İstanbul'daki Kentsel Dönüşümün Gerçekleri: Değişim mi, Rant mı?

İstanbul'daki Kentsel Dönüşümün Gerçekleri: Değişim mi, Rant mı?

İstanbul'un son 11 yılda yaşadığı kentsel dönüşüm süreci, İstanbul Planlama Ajansı raporlarına göre, yetersiz ve rant odaklı kaldı. 800 bin binadan yalnızca 84 bini dönüştürüldü. Yeni yasa düzenlemeleri ve kentsel dönüşüm politikaları ele alınıyor.

İstanbul, son 11 yıl içinde önemli bir kentsel dönüşüm sürecine tanıklık etti. İstanbul Planlama Ajansı'nın verilerine göre, bu süreçte 2000 yılı öncesine ait 800 bin binadan sadece 84 bininde dönüşüm gerçekleştirildi. 20,8 milyon metrekarelik riskli alan ve 418 milyon metrekarelik rezerv alanın ilanına rağmen, bu dönüşüm çalışmalarının yetersiz kaldığı ortaya çıktı.

Kentsel Dönüşüm Yasa Değişikliği: Kimin Yararına?

İstanbul Planlama Ajansı'nın yayımladığı "Kentsel Dönüşüm Yasa Değişikliği: Dönüşüm Kimin İçin?" raporu, 2012'deki 6306 sayılı yasanın değişikliklerini mercek altına alıyor. Raporda, son 11 yılın kentsel dönüşüm uygulamaları ve yeni yasanın getirdiği riskler değerlendiriliyor. Rapor, dönüşüm çalışmalarının depreme hazırlık yerine rant odaklı projelere kaydığını vurguluyor. Bu durumun yeni yasayla daha da güçleneceği belirtiliyor.

İstanbul'da Öncelikli Müdahale Alanları ve Eksiklikler

İstanbul Büyükşehir Belediyesi'nin (İBB) tespit ettiği 33 milyon metrekarelik 142 adet öncelikli müdahale alanı, 6306 sayılı kanun kapsamında sadece 73 bin metrekarelik 2 noktada riskli alan olarak ilan edildi. Bu durum, kentsel dönüşüm politikalarının eksikliklerini ve önceliklerini sorgulamamıza sebep oluyor.

Rant ve Yeni Yerleşim Alanları: Dönüşüm Politikalarının Eleştirisi

Rapor, "rezerv yapı alanı" ilanlarının suistimal edilerek gelir kaynağı haline getirildiğini ve bunun mevcut riskli yapıların köhneleşmesine yol açabileceğini belirtiyor. Ayrıca, yeni yasa düzenlemesinin bütüncül bir konut politikası oluşturmadığı, afet odaklı değil, inşaat odaklı bir yaklaşım sergilediği eleştiriliyor.
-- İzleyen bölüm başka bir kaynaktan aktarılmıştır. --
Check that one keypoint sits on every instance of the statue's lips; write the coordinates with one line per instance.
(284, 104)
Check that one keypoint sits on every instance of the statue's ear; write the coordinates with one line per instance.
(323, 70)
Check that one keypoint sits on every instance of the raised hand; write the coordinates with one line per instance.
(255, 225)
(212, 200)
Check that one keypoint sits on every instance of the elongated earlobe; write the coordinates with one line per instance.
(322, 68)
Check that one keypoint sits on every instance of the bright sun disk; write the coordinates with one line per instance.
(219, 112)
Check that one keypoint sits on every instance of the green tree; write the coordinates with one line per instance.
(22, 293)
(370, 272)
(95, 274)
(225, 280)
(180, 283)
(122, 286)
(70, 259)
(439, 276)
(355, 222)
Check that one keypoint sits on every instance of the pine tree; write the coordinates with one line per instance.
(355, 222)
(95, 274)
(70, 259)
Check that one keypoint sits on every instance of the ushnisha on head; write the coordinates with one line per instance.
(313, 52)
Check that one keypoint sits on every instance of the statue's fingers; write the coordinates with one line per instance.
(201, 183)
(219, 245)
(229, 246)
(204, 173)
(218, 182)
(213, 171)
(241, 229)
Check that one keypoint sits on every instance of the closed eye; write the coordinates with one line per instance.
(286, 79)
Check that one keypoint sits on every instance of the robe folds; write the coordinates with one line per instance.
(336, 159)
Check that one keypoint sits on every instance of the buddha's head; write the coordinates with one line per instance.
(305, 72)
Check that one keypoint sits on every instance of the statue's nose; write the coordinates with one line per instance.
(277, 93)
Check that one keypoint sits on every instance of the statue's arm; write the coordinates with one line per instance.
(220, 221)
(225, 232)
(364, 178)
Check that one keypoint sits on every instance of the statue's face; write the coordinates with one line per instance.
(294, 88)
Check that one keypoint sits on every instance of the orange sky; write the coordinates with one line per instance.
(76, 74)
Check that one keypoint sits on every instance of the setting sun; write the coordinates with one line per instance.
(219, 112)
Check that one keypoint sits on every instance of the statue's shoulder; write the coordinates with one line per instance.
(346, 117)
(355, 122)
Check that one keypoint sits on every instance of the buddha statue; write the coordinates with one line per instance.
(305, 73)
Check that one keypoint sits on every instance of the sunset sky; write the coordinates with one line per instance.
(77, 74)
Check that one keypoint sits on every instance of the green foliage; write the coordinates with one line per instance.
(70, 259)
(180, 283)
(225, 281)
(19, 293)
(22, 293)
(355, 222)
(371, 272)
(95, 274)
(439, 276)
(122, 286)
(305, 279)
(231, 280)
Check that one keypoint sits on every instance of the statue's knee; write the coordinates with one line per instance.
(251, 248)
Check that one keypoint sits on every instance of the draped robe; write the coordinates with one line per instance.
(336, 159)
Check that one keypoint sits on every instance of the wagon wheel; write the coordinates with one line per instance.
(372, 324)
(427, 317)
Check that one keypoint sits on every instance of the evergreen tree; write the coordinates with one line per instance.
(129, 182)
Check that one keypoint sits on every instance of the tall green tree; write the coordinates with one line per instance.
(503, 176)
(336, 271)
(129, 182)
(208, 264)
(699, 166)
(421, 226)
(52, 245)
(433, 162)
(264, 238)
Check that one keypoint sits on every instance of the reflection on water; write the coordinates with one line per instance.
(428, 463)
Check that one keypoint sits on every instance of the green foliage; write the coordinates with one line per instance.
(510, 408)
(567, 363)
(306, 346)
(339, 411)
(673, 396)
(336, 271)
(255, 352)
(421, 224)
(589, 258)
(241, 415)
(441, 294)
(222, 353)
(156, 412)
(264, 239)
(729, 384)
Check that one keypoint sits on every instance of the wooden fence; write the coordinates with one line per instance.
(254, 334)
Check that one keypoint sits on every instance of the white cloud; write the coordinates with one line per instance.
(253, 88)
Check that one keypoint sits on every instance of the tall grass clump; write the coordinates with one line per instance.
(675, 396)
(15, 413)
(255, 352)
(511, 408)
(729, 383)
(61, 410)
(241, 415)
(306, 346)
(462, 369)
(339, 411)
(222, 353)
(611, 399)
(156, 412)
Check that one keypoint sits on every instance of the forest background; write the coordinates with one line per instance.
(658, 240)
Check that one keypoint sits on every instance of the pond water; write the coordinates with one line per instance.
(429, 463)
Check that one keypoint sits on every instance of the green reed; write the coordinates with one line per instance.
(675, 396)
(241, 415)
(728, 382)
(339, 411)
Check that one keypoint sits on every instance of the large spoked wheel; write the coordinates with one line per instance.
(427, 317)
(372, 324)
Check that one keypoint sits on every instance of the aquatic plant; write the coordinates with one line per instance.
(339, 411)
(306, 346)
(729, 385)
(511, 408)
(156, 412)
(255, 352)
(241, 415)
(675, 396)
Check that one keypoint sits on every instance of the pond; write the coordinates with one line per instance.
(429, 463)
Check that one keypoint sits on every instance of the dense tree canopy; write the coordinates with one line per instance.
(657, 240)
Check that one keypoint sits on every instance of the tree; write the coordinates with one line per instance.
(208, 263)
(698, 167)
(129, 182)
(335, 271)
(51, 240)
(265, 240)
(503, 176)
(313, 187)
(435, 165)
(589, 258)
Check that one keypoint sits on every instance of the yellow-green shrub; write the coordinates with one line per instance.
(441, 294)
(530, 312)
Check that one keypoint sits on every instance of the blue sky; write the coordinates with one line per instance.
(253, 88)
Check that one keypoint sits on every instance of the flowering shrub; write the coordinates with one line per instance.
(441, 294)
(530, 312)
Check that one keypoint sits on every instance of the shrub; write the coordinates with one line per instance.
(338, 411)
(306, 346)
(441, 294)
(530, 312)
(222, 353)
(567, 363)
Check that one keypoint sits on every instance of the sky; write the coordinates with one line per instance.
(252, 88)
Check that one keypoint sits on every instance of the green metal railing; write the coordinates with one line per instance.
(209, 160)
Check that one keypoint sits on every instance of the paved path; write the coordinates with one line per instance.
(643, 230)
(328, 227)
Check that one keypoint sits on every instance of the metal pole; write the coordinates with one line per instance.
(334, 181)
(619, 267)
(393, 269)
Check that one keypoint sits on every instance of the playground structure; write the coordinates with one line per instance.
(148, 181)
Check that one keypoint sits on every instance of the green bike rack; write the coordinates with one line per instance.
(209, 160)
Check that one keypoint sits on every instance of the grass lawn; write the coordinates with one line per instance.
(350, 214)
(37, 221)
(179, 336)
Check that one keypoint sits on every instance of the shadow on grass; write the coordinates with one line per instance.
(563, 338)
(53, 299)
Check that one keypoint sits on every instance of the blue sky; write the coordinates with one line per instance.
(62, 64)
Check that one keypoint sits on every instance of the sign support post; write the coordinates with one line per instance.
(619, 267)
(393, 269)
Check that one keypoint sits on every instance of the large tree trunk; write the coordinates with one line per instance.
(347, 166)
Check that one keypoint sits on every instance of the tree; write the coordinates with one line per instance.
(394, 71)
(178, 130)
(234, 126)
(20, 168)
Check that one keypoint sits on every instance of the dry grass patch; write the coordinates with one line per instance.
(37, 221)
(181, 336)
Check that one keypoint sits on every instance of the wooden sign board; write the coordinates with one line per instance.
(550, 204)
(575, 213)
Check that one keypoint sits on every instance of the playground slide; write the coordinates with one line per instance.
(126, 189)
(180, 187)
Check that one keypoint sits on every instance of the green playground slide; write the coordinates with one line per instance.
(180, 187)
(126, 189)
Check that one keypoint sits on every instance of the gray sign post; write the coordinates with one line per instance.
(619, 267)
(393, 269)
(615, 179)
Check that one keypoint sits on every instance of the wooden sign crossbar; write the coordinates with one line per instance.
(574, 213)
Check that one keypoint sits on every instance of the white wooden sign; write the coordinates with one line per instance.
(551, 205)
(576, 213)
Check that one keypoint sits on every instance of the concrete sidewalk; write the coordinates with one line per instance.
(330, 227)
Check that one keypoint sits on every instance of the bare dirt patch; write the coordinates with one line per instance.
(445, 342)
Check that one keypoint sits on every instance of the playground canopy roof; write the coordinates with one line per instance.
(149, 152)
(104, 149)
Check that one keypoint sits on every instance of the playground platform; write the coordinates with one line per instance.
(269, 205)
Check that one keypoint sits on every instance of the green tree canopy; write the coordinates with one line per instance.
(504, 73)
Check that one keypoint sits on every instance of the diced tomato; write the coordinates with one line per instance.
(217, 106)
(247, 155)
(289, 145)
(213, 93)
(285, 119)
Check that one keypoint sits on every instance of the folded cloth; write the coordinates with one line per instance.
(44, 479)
Sonuç ve Gelecek Perspektifi

İstanbul'un kentsel dönüşümü, hem yerel yönetimler hem de vatandaşlar için önemli bir konu. Yapılan çalışmaların ve yasal düzenlemelerin, şehrin ve halkının ihtiyaçlarına cevap verip vermediği, gelecekteki planlamalar için kritik bir gösterge olacak. Raporlar ve veriler, bu sürecin yalnızca binaların yeniden inşasından ibaret olmadığını, aynı zamanda şehrin sosyal ve ekonomik yapısını da dönüştürdüğünü gösteriyor.